I have a project that involves a state machine. Some states require the machine to wait for a certain amount of time.
I thought of implementing the delays using some simple counters, so the design would be something like:

Code:
process(clk)
begin
if rising_edge(clk) then
-- description of the state machine
end if;
end process;

process(clk)
begin
if rising_edge(clk) then
-- description of one counter
end if;
end process;

But wait, this way I'm gonna get some really bad glitches, ain't I?
The state machine, in order to jump to the next state, checks the value of the counter, but the counter increments its value at the same time, resulting in unpredictable results.
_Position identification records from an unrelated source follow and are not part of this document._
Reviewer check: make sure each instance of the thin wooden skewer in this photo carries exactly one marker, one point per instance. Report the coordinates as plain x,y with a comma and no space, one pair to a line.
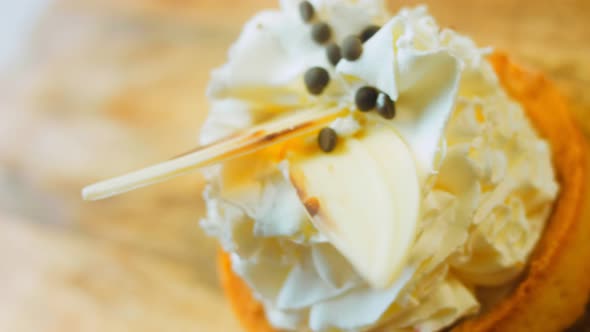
234,146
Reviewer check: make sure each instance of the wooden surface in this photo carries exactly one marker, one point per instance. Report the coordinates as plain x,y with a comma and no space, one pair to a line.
103,88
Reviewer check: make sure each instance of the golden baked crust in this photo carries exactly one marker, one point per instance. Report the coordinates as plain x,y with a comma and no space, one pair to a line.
555,287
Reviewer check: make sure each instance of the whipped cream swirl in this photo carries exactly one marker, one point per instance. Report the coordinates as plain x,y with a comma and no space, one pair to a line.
486,185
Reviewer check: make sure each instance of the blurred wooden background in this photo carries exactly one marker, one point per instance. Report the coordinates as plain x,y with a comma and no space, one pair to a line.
104,87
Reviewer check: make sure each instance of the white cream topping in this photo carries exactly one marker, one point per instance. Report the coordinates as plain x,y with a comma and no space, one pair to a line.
486,188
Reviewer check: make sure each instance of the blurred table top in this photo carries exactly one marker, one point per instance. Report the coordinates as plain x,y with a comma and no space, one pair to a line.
104,87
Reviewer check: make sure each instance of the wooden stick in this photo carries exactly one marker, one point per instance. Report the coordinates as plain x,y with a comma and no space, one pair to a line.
248,141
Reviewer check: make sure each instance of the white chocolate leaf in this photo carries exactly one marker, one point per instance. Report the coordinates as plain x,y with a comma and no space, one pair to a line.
365,198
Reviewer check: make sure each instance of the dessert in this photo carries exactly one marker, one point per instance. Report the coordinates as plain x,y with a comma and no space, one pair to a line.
373,172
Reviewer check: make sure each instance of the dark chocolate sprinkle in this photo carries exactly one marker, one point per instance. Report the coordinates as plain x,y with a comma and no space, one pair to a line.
321,32
306,11
368,32
366,98
352,48
327,139
385,106
316,79
333,53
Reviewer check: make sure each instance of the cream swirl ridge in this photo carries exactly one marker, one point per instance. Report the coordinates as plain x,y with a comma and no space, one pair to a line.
482,206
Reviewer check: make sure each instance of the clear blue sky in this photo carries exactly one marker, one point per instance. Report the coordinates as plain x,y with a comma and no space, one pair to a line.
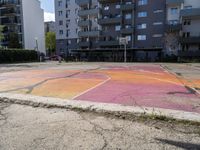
48,5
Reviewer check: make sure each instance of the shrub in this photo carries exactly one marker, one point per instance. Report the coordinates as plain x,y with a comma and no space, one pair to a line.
17,55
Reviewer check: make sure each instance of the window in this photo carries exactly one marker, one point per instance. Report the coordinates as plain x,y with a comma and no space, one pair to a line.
60,13
141,37
174,11
67,33
67,13
173,22
142,26
128,26
117,28
187,7
187,22
157,35
117,6
60,22
142,14
157,23
61,32
142,2
129,38
106,7
128,16
157,11
59,3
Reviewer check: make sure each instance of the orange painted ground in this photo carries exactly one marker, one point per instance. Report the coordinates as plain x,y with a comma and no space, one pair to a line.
138,85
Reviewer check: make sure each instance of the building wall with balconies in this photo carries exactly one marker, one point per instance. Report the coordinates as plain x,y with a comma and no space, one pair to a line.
66,15
25,19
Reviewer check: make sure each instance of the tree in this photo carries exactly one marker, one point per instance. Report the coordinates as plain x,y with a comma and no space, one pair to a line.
50,41
14,41
1,34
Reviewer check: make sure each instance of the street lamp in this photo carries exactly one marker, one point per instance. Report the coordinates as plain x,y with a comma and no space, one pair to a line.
36,42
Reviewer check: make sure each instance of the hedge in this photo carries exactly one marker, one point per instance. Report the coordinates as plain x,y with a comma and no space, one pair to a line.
17,55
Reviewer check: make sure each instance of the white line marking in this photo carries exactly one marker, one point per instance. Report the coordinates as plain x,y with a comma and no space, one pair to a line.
109,78
150,72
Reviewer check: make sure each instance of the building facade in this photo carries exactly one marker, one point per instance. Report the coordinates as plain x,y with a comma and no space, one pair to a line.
183,32
154,29
25,19
66,16
49,26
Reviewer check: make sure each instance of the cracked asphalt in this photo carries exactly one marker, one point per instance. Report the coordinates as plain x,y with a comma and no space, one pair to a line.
25,127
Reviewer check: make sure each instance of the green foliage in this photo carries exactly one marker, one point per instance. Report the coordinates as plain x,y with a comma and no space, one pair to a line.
50,41
1,33
14,41
17,55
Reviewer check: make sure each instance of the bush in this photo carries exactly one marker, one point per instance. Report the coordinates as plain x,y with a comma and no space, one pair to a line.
17,55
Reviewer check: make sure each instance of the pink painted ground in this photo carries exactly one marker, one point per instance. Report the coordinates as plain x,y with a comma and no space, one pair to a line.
147,93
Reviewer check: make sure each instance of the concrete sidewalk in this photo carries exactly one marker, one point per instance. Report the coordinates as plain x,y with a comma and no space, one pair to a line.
103,108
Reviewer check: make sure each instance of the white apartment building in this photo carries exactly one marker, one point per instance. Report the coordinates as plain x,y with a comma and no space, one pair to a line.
26,19
66,14
183,18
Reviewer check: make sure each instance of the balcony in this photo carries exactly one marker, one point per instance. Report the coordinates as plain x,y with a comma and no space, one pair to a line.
174,2
190,40
109,21
190,12
83,2
125,7
109,1
84,44
173,28
9,4
89,33
108,43
94,11
127,30
189,54
84,23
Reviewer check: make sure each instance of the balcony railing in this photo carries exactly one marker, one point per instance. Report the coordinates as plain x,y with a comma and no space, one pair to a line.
109,1
127,30
94,33
190,12
108,43
127,6
173,28
189,54
174,2
93,11
84,23
84,44
190,40
109,21
9,3
82,2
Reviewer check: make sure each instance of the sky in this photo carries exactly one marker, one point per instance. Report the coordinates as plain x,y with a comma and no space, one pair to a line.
48,6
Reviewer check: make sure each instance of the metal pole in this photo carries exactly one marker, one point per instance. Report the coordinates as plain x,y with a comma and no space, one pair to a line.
125,57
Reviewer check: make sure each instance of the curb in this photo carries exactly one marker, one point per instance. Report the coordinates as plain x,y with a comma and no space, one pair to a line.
103,108
186,86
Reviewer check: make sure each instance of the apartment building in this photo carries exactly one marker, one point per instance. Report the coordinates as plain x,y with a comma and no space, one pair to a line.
154,29
184,22
24,19
66,15
49,26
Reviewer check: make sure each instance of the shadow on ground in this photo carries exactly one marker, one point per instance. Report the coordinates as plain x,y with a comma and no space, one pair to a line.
183,145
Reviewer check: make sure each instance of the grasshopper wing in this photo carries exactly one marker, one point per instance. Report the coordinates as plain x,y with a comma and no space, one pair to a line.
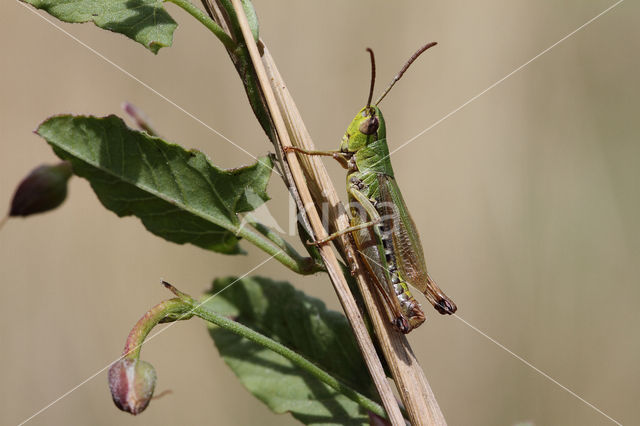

I thought of using something like this instead:

Code:
process(clk)
begin
if rising_edge(clk) then
-- description of the state machine
end if;
end process;

process(clk)
begin
if falling_edge(clk) then
-- description of one counter
end if;
end process;

This way the check is being done on the rising edge of the clock, while the counter is incrementing its value on the falling edge of the same clock, resulting in no glitches.

Now, my question is, how is this going to be synthesized on the FPGA? By the way I'm working with a Spartan3 device.

Furthermore, is this going to reduce the maximum admissible clk frequency?

Thanks :wink:

Last edited:

#### FvM

##### Super Moderator
Staff member
But wait, this way I'm gonna get some really bad glitches, ain't I?
The state machine, in order to jump to the next state, checks the value of the counter, but the counter increments its value at the same time, resulting in unpredictable results.
No. The counter does not increment it's value at the same time. The new counter value will be evaluated at the next clock edge. That's how all synchronous logic works. It's the same with the state machine logic itself.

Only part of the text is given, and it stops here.